Blood-Brain Barrier Disruption After Cardiopulmonary Bypass: Diagnosis and Correlation to Cognition

Ann Thorac Surg. 2017 Jul;104(1):161-169. doi: 10.1016/j.athoracsur.2016.10.043. Epub 2017 Feb 10.


Background: Cardiopulmonary bypass (CPB) elicits a systemic inflammatory response that may impair blood-brain barrier (BBB) integrity. BBB disruption can currently be detected by dynamic contrast enhancement magnetic resonance imaging (MRI), reflected by an increase in the permeability constant (Ktrans). We aimed to determine (1) whether CPB induces BBB disruption, (2) duration until BBB disruption resolution, and (3) the obtainable correlation between BBB injury (location and intensity) and neurocognitive dysfunction.

Methods: Seven patients undergoing CPB with coronary artery bypass grafting (CABG) were assigned to serial cerebral designated MRI evaluations, preoperatively and on postoperative day (POD) 1 and 5. Examinations were analyzed for BBB disruption and microemboli using dynamic contrast enhancement MRI and diffusion-weighted imaging methods, respectively. Neuropsychologic tests were performed 1 day preoperatively and on POD 5.

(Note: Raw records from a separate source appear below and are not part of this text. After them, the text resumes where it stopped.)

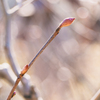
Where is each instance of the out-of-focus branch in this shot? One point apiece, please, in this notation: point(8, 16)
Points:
point(17, 7)
point(96, 96)
point(16, 69)
point(7, 73)
point(66, 22)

Results: A significant local Ktrans increase (0.03 min-1 vs 0.07 min-1, p = 0.033) compatible with BBB disruption was evident in 5 patients (71%) on POD 1. Resolution was observed by POD 5 (mean, 0.012 min-1). The location of the disruption was most prominent in the frontal lobes (400% vs 150% Ktrans levels upsurge, p = 0.05). MRI evidence of microembolization was demonstrated in only 1 patient (14%). The postoperative global cognitive score was reduced in all patients (98.2 ± 12 vs 95.1 ± 11, p = 0.032), predominantly in executive and attention (frontal lobe-related) functions (91.8 ± 13 vs 86.9 ± 12, p = 0.042). The intensity of the dynamic contrast enhancement MRI BBB impairment correlated with the magnitude of cognition reduction (r = 0.69, p = 0.04).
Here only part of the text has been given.